2018-10-08 08:31 <no-defun-allowed> i’m going to create the world’s first conservative copying collector
2018 no-defun-allowed
did in fact not create a conservative copying collector,
nor would she have been even close to being first to do it. But 2020
no-defun-allowed
has a conservative copying collector at least.
+This is a rough implementation of
List Processing in Real Time on a Serial Computer , which can collect
allocated conses incrementally, and somewhat conservatively (on the stack and
registers). However, the client must use a read barrier (as implemented by the
car
and cdr
functions provided.)+
Actually, no, it’s a replication copying collector. It copies everything reachable from the roots to newspace, then updates all the references in referenced conses. This only requires a write barrier to replicate modifications if there is a newspace copy of a cons.
This utterly abuses setjmp
and how stacks appear to work on my machine, so
by using this code, you agree to not sue me for limbs lost to it. One can trace
roots (no pun intended) to SBCL’s semi-conservative copying collector and the
Shenandoah JVM garbage collector, which are not likely to blow your limbs off.
The stack walking code was also gleaned off
Gilbert Baumann’s mark-sweep implementation.
Conses are organised into pages (struct page
of pages.h
), with each page
16KiB wide. Each cons is a triple <forwarding pointer, car, cdr>. We allocate
from the start of a page to its end, as typical for compacting collectors.
At the start of a collection cycle, the stack and registers are scanned for
roots.The registers are scanned by using setjmp
to “spill” the registers into
the stack, and the stack can be carefully probed for values that look like
pointers into the heap.
Checking what looks like a pointer can be done better with some heuristics instead of iterating over pages most of the time; provided pages are allocated mostly contiguously, we can eliminate most pointers outside the heap by checking for presence in an interval holding all pages.
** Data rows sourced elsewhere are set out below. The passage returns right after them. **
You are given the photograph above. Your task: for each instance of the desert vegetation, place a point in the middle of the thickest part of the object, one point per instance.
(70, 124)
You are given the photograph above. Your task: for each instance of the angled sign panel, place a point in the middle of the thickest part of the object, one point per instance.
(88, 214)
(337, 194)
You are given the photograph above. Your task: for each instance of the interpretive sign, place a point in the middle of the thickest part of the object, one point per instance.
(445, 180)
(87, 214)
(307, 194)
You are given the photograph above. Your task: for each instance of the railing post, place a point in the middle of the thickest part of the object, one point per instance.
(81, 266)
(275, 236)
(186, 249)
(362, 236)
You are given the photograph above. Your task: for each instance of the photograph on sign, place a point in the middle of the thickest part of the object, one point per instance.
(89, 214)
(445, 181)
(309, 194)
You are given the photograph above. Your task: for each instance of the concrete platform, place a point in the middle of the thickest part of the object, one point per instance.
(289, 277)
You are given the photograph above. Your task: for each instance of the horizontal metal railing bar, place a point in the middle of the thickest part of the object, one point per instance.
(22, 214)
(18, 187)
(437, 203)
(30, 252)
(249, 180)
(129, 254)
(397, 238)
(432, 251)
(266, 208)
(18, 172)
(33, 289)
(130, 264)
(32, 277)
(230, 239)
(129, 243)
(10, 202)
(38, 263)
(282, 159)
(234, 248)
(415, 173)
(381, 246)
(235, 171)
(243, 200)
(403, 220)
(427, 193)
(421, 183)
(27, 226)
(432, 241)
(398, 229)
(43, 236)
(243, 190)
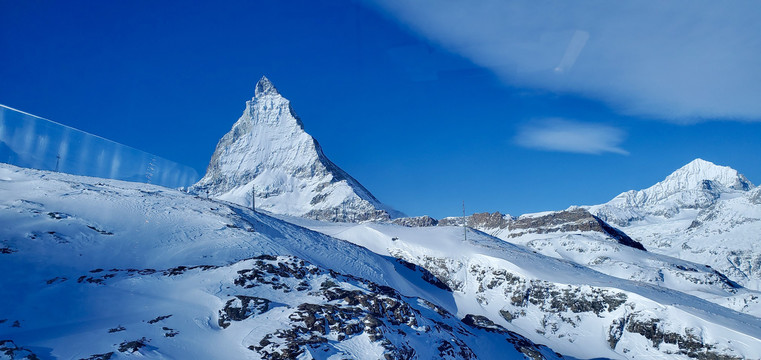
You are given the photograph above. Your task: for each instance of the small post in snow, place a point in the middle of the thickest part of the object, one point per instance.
(464, 222)
(253, 198)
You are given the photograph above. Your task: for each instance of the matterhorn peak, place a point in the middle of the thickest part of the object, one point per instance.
(268, 159)
(265, 87)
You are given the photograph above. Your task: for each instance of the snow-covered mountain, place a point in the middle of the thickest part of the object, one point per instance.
(570, 307)
(703, 213)
(268, 152)
(104, 269)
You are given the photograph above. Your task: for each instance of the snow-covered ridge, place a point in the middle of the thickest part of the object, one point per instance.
(703, 213)
(102, 269)
(695, 185)
(268, 152)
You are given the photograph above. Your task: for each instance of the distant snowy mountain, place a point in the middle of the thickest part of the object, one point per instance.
(578, 236)
(103, 269)
(268, 151)
(703, 213)
(570, 307)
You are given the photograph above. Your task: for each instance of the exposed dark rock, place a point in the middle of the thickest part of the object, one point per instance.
(159, 318)
(417, 221)
(484, 220)
(13, 352)
(427, 276)
(567, 221)
(7, 250)
(102, 232)
(117, 329)
(240, 308)
(133, 346)
(106, 356)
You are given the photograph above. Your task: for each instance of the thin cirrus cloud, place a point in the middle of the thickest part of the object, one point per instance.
(563, 135)
(677, 60)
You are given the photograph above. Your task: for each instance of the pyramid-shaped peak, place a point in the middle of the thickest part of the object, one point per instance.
(695, 172)
(265, 87)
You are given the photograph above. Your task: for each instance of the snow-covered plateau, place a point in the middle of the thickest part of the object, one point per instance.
(104, 269)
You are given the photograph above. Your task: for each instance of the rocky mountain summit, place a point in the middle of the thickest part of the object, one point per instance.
(704, 213)
(267, 154)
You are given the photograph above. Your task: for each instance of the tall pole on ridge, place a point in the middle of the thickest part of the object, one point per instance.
(464, 222)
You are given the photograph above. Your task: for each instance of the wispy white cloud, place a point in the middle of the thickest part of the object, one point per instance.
(563, 135)
(681, 60)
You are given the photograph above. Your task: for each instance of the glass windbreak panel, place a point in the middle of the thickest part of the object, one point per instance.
(31, 141)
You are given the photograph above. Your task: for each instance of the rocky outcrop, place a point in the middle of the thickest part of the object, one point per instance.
(417, 221)
(568, 221)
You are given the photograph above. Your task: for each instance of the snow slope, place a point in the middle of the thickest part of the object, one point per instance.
(576, 235)
(269, 152)
(105, 269)
(703, 213)
(572, 308)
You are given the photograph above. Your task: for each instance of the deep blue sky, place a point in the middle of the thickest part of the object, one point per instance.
(420, 120)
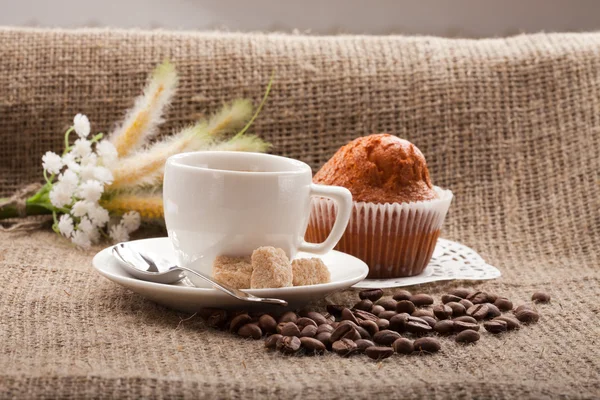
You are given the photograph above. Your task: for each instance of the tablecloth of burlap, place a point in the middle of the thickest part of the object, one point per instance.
(512, 126)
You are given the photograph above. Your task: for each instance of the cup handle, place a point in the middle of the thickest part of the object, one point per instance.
(343, 198)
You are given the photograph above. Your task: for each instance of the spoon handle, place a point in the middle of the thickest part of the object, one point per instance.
(232, 291)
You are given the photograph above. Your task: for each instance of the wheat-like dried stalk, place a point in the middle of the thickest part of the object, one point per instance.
(145, 168)
(150, 206)
(143, 119)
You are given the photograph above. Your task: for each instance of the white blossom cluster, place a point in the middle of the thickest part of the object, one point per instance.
(78, 179)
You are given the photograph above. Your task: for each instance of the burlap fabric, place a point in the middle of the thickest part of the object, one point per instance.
(512, 126)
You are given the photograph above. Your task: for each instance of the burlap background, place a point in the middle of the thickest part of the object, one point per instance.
(512, 126)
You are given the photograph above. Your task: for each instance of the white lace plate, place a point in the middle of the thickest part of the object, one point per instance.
(450, 261)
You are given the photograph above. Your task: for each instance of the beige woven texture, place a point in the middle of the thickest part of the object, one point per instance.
(512, 126)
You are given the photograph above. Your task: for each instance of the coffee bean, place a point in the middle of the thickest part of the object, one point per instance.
(387, 315)
(365, 305)
(289, 344)
(527, 316)
(267, 323)
(457, 309)
(365, 315)
(312, 346)
(479, 298)
(493, 311)
(447, 298)
(387, 303)
(503, 304)
(344, 347)
(430, 321)
(444, 327)
(271, 341)
(309, 331)
(461, 292)
(540, 297)
(377, 309)
(370, 294)
(385, 337)
(427, 345)
(478, 311)
(466, 318)
(239, 321)
(442, 311)
(344, 331)
(328, 318)
(378, 352)
(421, 299)
(525, 307)
(460, 326)
(289, 316)
(250, 330)
(364, 334)
(417, 326)
(495, 326)
(324, 328)
(319, 318)
(423, 312)
(466, 303)
(363, 344)
(403, 346)
(398, 322)
(405, 306)
(382, 323)
(467, 336)
(290, 329)
(305, 321)
(348, 315)
(511, 322)
(370, 326)
(324, 337)
(402, 295)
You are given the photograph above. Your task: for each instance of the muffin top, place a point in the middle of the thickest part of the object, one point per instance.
(380, 168)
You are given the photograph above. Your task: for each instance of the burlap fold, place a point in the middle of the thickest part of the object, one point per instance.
(511, 126)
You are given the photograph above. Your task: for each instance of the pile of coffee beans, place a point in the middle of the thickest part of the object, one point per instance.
(379, 326)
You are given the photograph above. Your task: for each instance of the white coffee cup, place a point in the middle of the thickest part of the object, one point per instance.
(230, 203)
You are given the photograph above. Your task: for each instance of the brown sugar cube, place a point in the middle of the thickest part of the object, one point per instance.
(270, 268)
(310, 271)
(233, 271)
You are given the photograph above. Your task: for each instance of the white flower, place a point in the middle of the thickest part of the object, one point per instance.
(61, 195)
(65, 225)
(81, 239)
(81, 208)
(104, 175)
(118, 233)
(107, 152)
(90, 159)
(87, 172)
(82, 125)
(52, 162)
(98, 215)
(131, 221)
(69, 160)
(81, 148)
(90, 190)
(86, 226)
(69, 179)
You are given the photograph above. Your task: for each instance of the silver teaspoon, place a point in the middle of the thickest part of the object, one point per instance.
(144, 267)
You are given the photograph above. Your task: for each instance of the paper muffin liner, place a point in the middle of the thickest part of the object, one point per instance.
(394, 240)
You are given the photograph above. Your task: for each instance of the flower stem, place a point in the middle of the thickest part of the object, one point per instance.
(260, 106)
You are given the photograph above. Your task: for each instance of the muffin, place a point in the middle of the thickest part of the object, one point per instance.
(397, 214)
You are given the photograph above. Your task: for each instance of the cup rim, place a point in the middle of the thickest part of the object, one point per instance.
(177, 160)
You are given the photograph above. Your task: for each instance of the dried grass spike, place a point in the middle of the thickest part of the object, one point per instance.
(142, 121)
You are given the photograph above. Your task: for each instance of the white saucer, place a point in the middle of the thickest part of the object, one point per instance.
(345, 271)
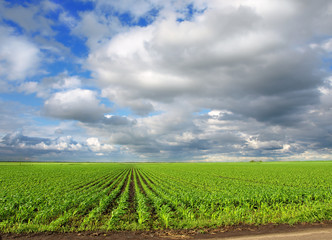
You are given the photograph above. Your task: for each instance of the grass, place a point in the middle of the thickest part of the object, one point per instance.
(37, 197)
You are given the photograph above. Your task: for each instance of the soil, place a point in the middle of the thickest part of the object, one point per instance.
(225, 232)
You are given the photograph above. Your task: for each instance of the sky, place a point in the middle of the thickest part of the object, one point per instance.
(156, 80)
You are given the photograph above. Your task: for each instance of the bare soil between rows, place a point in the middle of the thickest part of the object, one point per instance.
(223, 232)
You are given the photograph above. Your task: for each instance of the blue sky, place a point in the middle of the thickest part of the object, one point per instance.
(153, 80)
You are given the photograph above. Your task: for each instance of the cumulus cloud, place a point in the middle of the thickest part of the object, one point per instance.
(19, 58)
(77, 104)
(227, 56)
(95, 146)
(203, 80)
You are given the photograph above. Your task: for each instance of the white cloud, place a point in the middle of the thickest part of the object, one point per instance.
(95, 146)
(77, 104)
(19, 58)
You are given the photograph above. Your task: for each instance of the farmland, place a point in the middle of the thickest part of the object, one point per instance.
(68, 197)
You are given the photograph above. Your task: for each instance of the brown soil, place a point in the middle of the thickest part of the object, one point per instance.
(225, 232)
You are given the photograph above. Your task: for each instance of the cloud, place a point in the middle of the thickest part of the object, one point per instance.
(223, 58)
(95, 146)
(77, 104)
(19, 58)
(201, 80)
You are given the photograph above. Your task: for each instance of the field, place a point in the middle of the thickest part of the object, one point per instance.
(66, 197)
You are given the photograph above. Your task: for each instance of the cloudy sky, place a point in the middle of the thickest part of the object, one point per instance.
(156, 80)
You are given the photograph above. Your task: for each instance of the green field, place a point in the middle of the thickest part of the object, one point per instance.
(37, 197)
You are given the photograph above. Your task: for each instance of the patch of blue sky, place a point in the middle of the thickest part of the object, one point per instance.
(17, 28)
(106, 102)
(73, 69)
(24, 3)
(74, 43)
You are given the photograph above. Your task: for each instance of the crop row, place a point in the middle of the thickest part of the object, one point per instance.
(151, 196)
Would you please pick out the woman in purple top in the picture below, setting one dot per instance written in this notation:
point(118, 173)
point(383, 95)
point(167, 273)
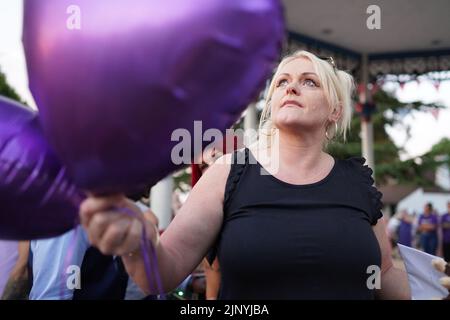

Pages are also cached, so that most searching can be eliminated.
At the end of a collection cycle, the stack and registers are scanned for conses that must be pinned (as we cannot update the conservative roots), and have their slots fixed up, by copying them from the copy.
Each object has a forwarding pointer, either to itself, or its copy in newspace. With replication copying, this pointer is only used when writing, to replicate modifications in oldspace to newspace. Checking pointer (physical) equality also requires retrieving the forwarding pointer to get canonical pointers to compare.
Garbage collections start after some number of pages, the threshold, have been allocated after the last collection finished. In order of priority, the threshold is chosen so that:
- it is never below 10 pages (about 80kB),
- stack scanning completes in less than 3 milliseconds (adjustable with
PAUSE_TARGET
), and - the heap remains between 0.5x and 1.3x its last size after a collection.